We also got to take tours of two of the city's four remaining synagogues (one is actually now a music hall for the local orchestra, and another had been converted into a lab, so they're no longer synagogues anymore), the "old" one and the "new" one. The "new" one is still in use, but only for special occasions, like holidays and such, as there aren't enough practicing Jews in Košice to warrant using it every week. There is a small, old building next to the "old" synagogue that's used for normal weekly services.
Košice was once home to a healthy Jewish population (over 11,000 at its peak in the 1930s), but most were deported and killed in WWII. Only a small number came back and stuck it out through communism, and today there are around a couple hundred Jews living in the city (Bratislava only has about 400-500, so ~200 for Košice is not too surprising, even though it is a staggeringly low number).
The "new" synagogue was built in the 1930s and was designed in a style that was considered quite modern at the time. It was recently renovated and the interior really pops.

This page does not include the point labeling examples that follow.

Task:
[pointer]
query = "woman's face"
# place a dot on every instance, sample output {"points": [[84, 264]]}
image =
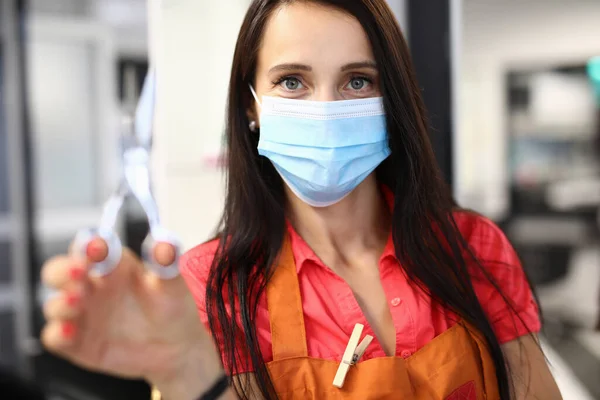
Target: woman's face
{"points": [[312, 52]]}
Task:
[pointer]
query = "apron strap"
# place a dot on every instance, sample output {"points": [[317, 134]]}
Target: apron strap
{"points": [[288, 336]]}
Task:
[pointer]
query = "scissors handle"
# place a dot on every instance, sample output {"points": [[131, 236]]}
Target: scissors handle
{"points": [[160, 235], [115, 251]]}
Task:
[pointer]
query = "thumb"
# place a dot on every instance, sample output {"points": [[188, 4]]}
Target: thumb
{"points": [[165, 254]]}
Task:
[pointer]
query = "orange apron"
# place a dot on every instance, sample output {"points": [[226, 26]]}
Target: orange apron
{"points": [[456, 365]]}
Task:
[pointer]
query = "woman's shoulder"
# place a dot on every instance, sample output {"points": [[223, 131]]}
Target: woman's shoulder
{"points": [[198, 260], [478, 230]]}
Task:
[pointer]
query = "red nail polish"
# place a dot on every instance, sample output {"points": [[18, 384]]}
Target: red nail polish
{"points": [[68, 330], [93, 249], [72, 299], [76, 273]]}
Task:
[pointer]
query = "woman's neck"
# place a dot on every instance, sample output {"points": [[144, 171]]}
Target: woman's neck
{"points": [[348, 234]]}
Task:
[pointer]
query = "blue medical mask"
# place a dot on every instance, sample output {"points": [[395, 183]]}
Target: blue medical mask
{"points": [[323, 150]]}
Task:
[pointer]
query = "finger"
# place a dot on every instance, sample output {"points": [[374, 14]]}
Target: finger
{"points": [[59, 336], [67, 305], [61, 271], [96, 250], [164, 253]]}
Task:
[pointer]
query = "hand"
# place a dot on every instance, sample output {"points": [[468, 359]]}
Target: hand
{"points": [[129, 323]]}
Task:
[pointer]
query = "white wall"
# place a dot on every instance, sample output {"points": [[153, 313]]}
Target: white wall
{"points": [[498, 35], [195, 42]]}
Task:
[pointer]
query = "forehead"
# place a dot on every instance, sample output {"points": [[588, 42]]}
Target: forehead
{"points": [[312, 33]]}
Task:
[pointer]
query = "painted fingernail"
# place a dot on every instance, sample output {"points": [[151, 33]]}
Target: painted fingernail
{"points": [[76, 273], [68, 330], [72, 299]]}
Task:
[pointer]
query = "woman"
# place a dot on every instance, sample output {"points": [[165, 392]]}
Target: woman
{"points": [[335, 215]]}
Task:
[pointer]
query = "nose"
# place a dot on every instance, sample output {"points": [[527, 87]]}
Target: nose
{"points": [[327, 93]]}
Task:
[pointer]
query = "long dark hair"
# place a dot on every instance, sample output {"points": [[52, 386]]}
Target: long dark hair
{"points": [[428, 244]]}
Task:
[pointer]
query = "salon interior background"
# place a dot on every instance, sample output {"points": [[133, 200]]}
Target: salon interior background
{"points": [[508, 94]]}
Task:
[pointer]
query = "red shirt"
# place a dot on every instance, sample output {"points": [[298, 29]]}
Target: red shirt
{"points": [[331, 310]]}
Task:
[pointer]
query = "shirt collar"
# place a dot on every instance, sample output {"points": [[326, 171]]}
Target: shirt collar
{"points": [[303, 253]]}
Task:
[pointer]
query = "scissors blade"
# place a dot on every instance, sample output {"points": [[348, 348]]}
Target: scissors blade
{"points": [[144, 114]]}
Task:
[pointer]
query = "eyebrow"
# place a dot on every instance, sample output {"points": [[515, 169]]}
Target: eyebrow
{"points": [[361, 64], [290, 67], [303, 67]]}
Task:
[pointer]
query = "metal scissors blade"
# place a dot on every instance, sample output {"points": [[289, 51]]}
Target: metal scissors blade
{"points": [[144, 114]]}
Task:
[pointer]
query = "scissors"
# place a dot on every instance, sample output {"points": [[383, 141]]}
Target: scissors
{"points": [[135, 181]]}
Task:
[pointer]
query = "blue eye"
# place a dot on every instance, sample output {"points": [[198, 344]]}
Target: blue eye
{"points": [[358, 83], [291, 83]]}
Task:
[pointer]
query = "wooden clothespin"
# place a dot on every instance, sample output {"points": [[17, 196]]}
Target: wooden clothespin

The "new" synagogue's facade |
The "old" synagogue is a few blocks closer to the main square and sits in the middle of what was once the old Jewish ghetto. It was built in the late 1800s. The communist regime used it as an archives storage facility and let it fall into disrepair. The exterior was recently given a much-needed makeover, but the interior is still pretty rough (but in a romantically dilapidated way). The floor is just loose rocks and gravel. The geometric, Moorish patterns painted on the walls are wildly beautiful, and the architectural details are pretty stunning. This synagogue is now used occasionally as a space for temporary art exhibitions. There's nothing happening there right now, but over the summer there was an exhibition of Slovak-Canadian photographer Yuri Dojc, who actually has Jewish familial roots in Košice.
Of course, this post wouldn't be complete if I didn't mention what happened to this poor mural. The city commissioned a group of Ukrainian artists to paint the mural a few years ago, and this group has done similar murals in other, more prominent European cities, so it was kind of a big deal that they came to Košice to do this. However, in mid-summer, a city work crew showed up out of the blue one morning and started painting over it. Alarmed locals immediately thought the city had decided to cover the thing up without letting anyone know, but city hall was as mystified by the whole thing as anyone else and insisted they had nothing to do with it. They opened up an investigation to find out who, exactly, was behind defacing this thing, since, in typical Slovak fashion, no one seemed to know who was responsible! Not sure if they've made any progress with that, but hopefully they'll be able to fix it somehow. A tiny bit more info here.
Only in Slovakia! |
Overall, Košice definitely has a certain charm and a pleasantly laid back vibe. It has an attractive and fairly lively old town with one of the best public squares in the country, and like I mentioned in the last post, the local university community seems to inject the place with a bit of youthful energy. I wouldn't pass up any future opportunities to go there again for a day or two.